We provide clinical diagnostics and genetic counselling for the following conditions at Best Paediatric Hospitals in India.

Multiple congenital abnormalities

Congenital anomalies are brought on by the developing foetus in the uterus. Five categories of congenital abnormalities include:

Chromosome Abnormalities

The 46th chromosome, of which twenty-three come from the father and twenty-three from the mother, is a typical chromosome that transmits gene structures from one generation to the next. The infant may be born with major health conditions like Down syndrome if the foetus develops without 46 chromosomes or if some of the chromosomes are duplicated or absent.

Single-Gene Abnormalitie

Even when the number of chromosomes is normal, one or more of their genes may be defective. 

Conditions during pregnancy that can cause abnormalities in the foetus

In particular during the first nine weeks, if the mother has specific infections like chicken pox or rubella, or if she develops chronic conditions like diabetes, hypertension, or autoimmune diseases like lupus.

Alcohol consumption and certain drugs.

Eating raw or uncooked foods.

Certain medications or chemicals that can pollute air, water, and food.

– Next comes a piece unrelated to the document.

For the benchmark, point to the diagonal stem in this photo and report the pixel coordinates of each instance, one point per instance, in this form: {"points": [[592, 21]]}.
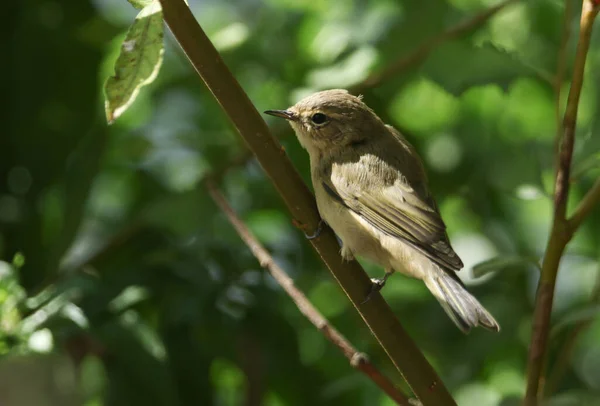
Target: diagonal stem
{"points": [[356, 359], [562, 229], [377, 314]]}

Combination of genetic and environmental problems combined with exposure to certain environmental influences within the womb during critical stages of the pregnancy can cause spina bifida – when the spinal cord doesn’t develop, and cleft lip and palate).

Unknown cases.

Prenatal onset of growth retardation or failure to thrive

Intrauterine growth restriction, which can start at any point during pregnancy, is when the foetus is smaller than anticipated for the number of weeks of pregnancy. Early-onset is frequently brought on by genetic abnormalities, maternal illness, or serious placental issues. Late onset, which typically occurs after 32 weeks, is typically associated with other issues. The foetus may only receive small amounts of oxygen when there is insufficient blood flow through the placenta, which results in the foetal heart rate decreasing, leaving the foetus at serious risk.

Children with dysmorphic features or syndrome diagnosis

Due to the unique pattern of clinical symptoms that are frequently present on infant physical examinations, many genetic disorders are visible and diagnosable during the neonatal era. The Turner syndrome (TS), CHARGE (coloboma, heart defect, atresia choanae, retarded growth and development, genital and ear abnormality syndrome, and VACTERL (vertebral, anal, cardiac, tracheoesophageal, renal, and limb) association are some of the more common genetic dysmorphic conditions neonatal practitioners are most likely to encounter in a foetus. From head to toe, the newborn is physically examined for signs of facial asymmetries, deformities, or deformations as part of the genetic dysmorphology evaluation. 

Developmental or intellectual disability of unknown causes

A category of disorders known as developmental impairments is brought on by poor linguistic, behavioural, or learning abilities. Intellectual impairment, traditionally known as mental retardation, is characterised by difficulties with cognitive processes like learning and problem-solving as well as adaptive processes like independent living and communication. A person with an intellectual disability has a lower than normal IQ and lacks the necessary life skills. 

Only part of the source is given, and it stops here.